[meta-freescale] [PATCH 0/1] arm: imx: fsl_otp: make fuses (OTP memory) read-only

Jon Nettleton jon.nettleton at gmail.com
Sat Nov 8 01:32:25 PST 2014

On Sat, Nov 8, 2014 at 9:58 AM, Chris Tapp <opensource at keylevel.com> wrote:
> On 8 Nov 2014, at 02:03, Nikolay Dimitrov <picmaster at mail.bg> wrote:
>> Hi Alexander,
>> The driver allows to be enabled/disabled by a configuration option, so
>> it's a responsibility of your engineering team to properly configure
>> the software for development, manufacturing and production purposes, as
>> there's no "one size fits all" solution for this option.
>> And I think it would be a unwise decision just to cripple the driver
>> because there is potential for misuse the driver.
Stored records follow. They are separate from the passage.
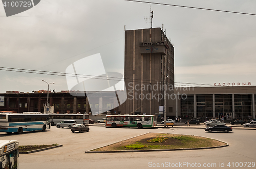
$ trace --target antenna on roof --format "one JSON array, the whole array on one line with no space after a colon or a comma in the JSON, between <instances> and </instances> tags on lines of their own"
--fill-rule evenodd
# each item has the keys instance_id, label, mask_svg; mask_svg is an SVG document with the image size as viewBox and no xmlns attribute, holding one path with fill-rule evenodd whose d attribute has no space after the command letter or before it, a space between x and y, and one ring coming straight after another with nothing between
<instances>
[{"instance_id":1,"label":"antenna on roof","mask_svg":"<svg viewBox=\"0 0 256 169\"><path fill-rule=\"evenodd\" d=\"M150 6L150 23L151 27L150 28L152 28L152 18L153 18L153 11L151 11L151 6Z\"/></svg>"}]
</instances>

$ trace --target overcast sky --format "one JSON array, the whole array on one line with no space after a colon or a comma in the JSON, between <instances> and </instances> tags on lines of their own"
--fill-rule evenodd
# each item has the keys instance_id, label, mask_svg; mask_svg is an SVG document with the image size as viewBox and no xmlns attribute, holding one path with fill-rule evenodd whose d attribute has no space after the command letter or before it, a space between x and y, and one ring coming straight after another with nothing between
<instances>
[{"instance_id":1,"label":"overcast sky","mask_svg":"<svg viewBox=\"0 0 256 169\"><path fill-rule=\"evenodd\" d=\"M254 0L146 1L256 14ZM174 44L176 82L256 85L256 16L124 0L41 0L8 17L0 5L0 67L65 73L100 53L106 71L123 73L124 25L149 28L150 7L153 26L163 24ZM42 79L68 90L65 76L0 70L0 93L47 90Z\"/></svg>"}]
</instances>

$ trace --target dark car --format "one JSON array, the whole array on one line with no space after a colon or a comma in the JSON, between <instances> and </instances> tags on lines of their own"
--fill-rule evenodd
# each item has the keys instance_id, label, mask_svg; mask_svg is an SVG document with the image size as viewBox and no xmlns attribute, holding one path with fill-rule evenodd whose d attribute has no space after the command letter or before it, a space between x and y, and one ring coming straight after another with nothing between
<instances>
[{"instance_id":1,"label":"dark car","mask_svg":"<svg viewBox=\"0 0 256 169\"><path fill-rule=\"evenodd\" d=\"M77 124L71 127L71 131L73 133L75 131L78 131L79 133L81 132L82 131L86 131L87 132L89 131L90 128L88 126L84 125L83 124Z\"/></svg>"},{"instance_id":2,"label":"dark car","mask_svg":"<svg viewBox=\"0 0 256 169\"><path fill-rule=\"evenodd\" d=\"M245 123L246 123L246 122L244 122L242 120L235 120L234 122L230 122L230 124L231 125L233 125L234 124L241 124L241 125L242 125Z\"/></svg>"},{"instance_id":3,"label":"dark car","mask_svg":"<svg viewBox=\"0 0 256 169\"><path fill-rule=\"evenodd\" d=\"M89 124L94 124L94 123L95 123L95 121L94 120L89 119Z\"/></svg>"},{"instance_id":4,"label":"dark car","mask_svg":"<svg viewBox=\"0 0 256 169\"><path fill-rule=\"evenodd\" d=\"M188 121L188 122L189 122L189 124L198 124L200 123L200 122L198 120L190 120ZM185 122L185 123L185 123L185 124L187 124L187 121Z\"/></svg>"},{"instance_id":5,"label":"dark car","mask_svg":"<svg viewBox=\"0 0 256 169\"><path fill-rule=\"evenodd\" d=\"M228 127L223 125L215 125L214 127L205 128L205 131L211 132L212 131L224 131L227 133L228 131L232 131L232 127Z\"/></svg>"}]
</instances>

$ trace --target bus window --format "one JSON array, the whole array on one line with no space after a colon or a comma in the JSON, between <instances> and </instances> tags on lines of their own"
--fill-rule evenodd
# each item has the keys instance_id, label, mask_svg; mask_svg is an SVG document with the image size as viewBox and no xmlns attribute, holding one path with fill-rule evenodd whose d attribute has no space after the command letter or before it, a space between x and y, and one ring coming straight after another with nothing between
<instances>
[{"instance_id":1,"label":"bus window","mask_svg":"<svg viewBox=\"0 0 256 169\"><path fill-rule=\"evenodd\" d=\"M136 121L142 121L142 117L136 117Z\"/></svg>"}]
</instances>

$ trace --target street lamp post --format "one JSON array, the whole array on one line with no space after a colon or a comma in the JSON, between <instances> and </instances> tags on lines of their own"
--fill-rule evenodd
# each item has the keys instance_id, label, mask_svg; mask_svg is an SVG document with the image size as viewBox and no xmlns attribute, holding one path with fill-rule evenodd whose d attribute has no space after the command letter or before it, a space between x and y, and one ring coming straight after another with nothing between
<instances>
[{"instance_id":1,"label":"street lamp post","mask_svg":"<svg viewBox=\"0 0 256 169\"><path fill-rule=\"evenodd\" d=\"M46 104L46 112L48 114L49 114L49 103L48 103L48 100L49 100L49 86L50 84L54 84L54 83L48 83L47 82L45 81L45 80L42 80L42 81L44 82L45 82L46 83L47 83L47 84L48 84L48 88L47 89L47 104Z\"/></svg>"},{"instance_id":2,"label":"street lamp post","mask_svg":"<svg viewBox=\"0 0 256 169\"><path fill-rule=\"evenodd\" d=\"M163 110L163 118L164 118L164 127L166 127L166 89L167 89L167 85L166 79L168 76L166 76L164 78L164 106Z\"/></svg>"}]
</instances>

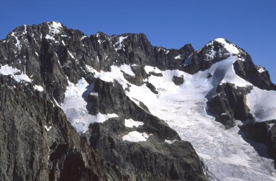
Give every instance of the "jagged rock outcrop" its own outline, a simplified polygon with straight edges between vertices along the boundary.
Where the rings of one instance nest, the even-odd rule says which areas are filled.
[[[222,84],[218,87],[218,94],[211,97],[209,101],[209,111],[217,120],[230,128],[235,124],[235,120],[246,120],[252,118],[249,109],[246,105],[246,94],[252,87],[236,87],[230,83]]]
[[[237,75],[260,89],[276,90],[268,72],[262,67],[254,65],[248,53],[245,56],[245,61],[238,61],[233,64]]]
[[[1,140],[7,146],[0,154],[0,176],[4,180],[207,180],[190,143],[180,141],[177,133],[143,102],[137,105],[130,100],[125,94],[127,88],[115,80],[97,79],[93,72],[135,65],[131,67],[134,76],[121,72],[139,86],[151,76],[145,65],[177,69],[181,62],[175,57],[184,58],[192,51],[190,44],[180,50],[154,47],[143,34],[99,33],[88,37],[57,22],[17,28],[0,41]],[[98,94],[88,93],[85,98],[93,105],[88,107],[90,113],[115,113],[119,118],[91,125],[87,133],[80,134],[58,104],[68,86],[82,78],[94,85],[89,91]],[[154,91],[154,88],[150,86]],[[17,112],[13,114],[13,110]],[[124,120],[129,118],[144,125],[126,128]],[[122,139],[133,130],[147,133],[149,141]],[[167,140],[178,141],[168,144]]]
[[[223,61],[228,64],[216,67]],[[197,51],[190,44],[167,49],[152,46],[143,33],[88,37],[47,22],[18,27],[1,40],[0,64],[4,180],[207,180],[191,145],[165,122],[173,120],[162,120],[151,113],[150,101],[132,97],[137,93],[133,88],[142,87],[145,96],[152,92],[154,98],[168,98],[198,80],[193,88],[205,86],[207,91],[200,94],[208,99],[208,111],[216,120],[229,129],[240,120],[241,130],[265,143],[275,158],[274,122],[256,122],[246,104],[254,86],[271,90],[275,85],[247,53],[223,38]],[[250,85],[232,82],[238,76],[247,81],[242,85]],[[72,97],[78,99],[64,106]],[[168,106],[190,100],[181,98]],[[205,107],[205,102],[195,104]],[[108,114],[117,116],[105,118]],[[100,123],[94,123],[102,116]],[[71,116],[87,127],[75,127],[77,133]]]
[[[103,161],[50,102],[6,85],[0,86],[0,95],[2,180],[151,178]]]

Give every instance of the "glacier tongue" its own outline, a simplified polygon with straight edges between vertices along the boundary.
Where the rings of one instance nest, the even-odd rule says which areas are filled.
[[[121,71],[133,75],[130,65],[123,65],[120,67],[113,65],[110,72],[98,72],[93,68],[88,69],[88,71],[95,73],[96,77],[104,81],[112,82],[114,79],[123,87],[130,85],[129,92],[125,93],[133,101],[138,100],[143,102],[152,114],[165,120],[176,130],[181,139],[190,142],[204,161],[208,168],[206,171],[214,180],[275,180],[273,160],[260,156],[252,146],[264,149],[264,145],[247,143],[243,135],[239,134],[240,130],[237,126],[226,130],[206,112],[206,97],[216,94],[216,89],[220,83],[229,82],[239,87],[252,85],[235,74],[232,64],[238,59],[231,56],[214,64],[209,69],[193,75],[176,70],[162,71],[146,66],[145,69],[147,73],[154,72],[163,75],[151,76],[148,79],[149,82],[158,91],[158,94],[153,93],[145,84],[137,86],[124,78]],[[210,74],[212,76],[208,78]],[[175,85],[172,81],[174,76],[183,76],[184,83],[180,86]],[[76,85],[69,82],[65,101],[61,105],[68,120],[79,132],[86,131],[90,123],[103,122],[117,116],[115,114],[100,113],[93,116],[88,113],[86,92],[91,92],[93,89],[93,85],[88,85],[83,78]],[[258,89],[254,87],[254,90]],[[254,99],[248,100],[253,102]],[[252,103],[252,105],[254,103]],[[132,133],[124,138],[130,141],[146,141],[147,137],[141,135]]]
[[[178,70],[162,71],[163,77],[152,76],[149,79],[159,91],[158,95],[144,85],[133,85],[127,94],[165,120],[182,139],[190,142],[214,180],[275,180],[273,160],[260,156],[238,134],[237,126],[227,130],[205,110],[206,95],[212,91],[215,93],[213,88],[221,82],[242,87],[251,85],[235,74],[232,64],[236,59],[230,57],[193,76]],[[208,73],[213,75],[210,79],[206,78]],[[174,75],[183,75],[184,83],[174,85],[171,81]],[[254,145],[264,148],[261,144]]]

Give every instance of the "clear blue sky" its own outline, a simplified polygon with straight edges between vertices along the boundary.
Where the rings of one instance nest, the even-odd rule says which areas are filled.
[[[55,21],[90,35],[145,33],[154,45],[199,49],[223,37],[245,49],[276,83],[275,0],[3,1],[0,39],[16,27]]]

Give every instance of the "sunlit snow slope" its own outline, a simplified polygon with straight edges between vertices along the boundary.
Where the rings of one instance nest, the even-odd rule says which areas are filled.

If so, we have to
>> disable also all device files and sysfs entries that allow raw access
>> to physical memory, physical disks, cpu frequency, thermal device,
>> power supply voltages, as all of these can screw-up the product (either
>> by deleting data or by frying a component on the board). And we have to
>> forbid kitchen knives :).
>> I like Eric's idea with sysfs unlock entry. It's also possible to have
>> different sysfs "read" and "write" files' permissions, to provide
>> privilege separation.
>> I also understand your confusion of the answers received on LKML and
>> here, but you should already know that each FOSS tribe has its own
>> customs. What's good for the kernel itself doesn't make it instantly
>> good for actual systems/product integration, so it's normal to have
>> groups with different goals to react differently on the same topic.
> As has already been mentioned, it is the responsibility of a project to ensure that any product is suitably protected.
> I can image a customer would be really unhappy if their system (e.g. Smart TV) could be destroyed by a bit of malware !

Yes but many of the boards aren't necessarily being used for locked
down consumer products.  Many people are using these devices as
learning devices and are trusting the code provided by the
manufacturer.  I think it makes sense for public software to try and
provide the most sane configuration.  It is trivial to make this a
kernel config option that is disabled by default, add a write_enabled
sysfs node, and even have it spit out a warning when you enable the
write_enabled sysfs node.  If we do all those things and somebody
bricks their board then I would not have a bad conscience.

Anybody that has the skill or reason to use the fuses properly will
have no problem following steps to enable this functionality.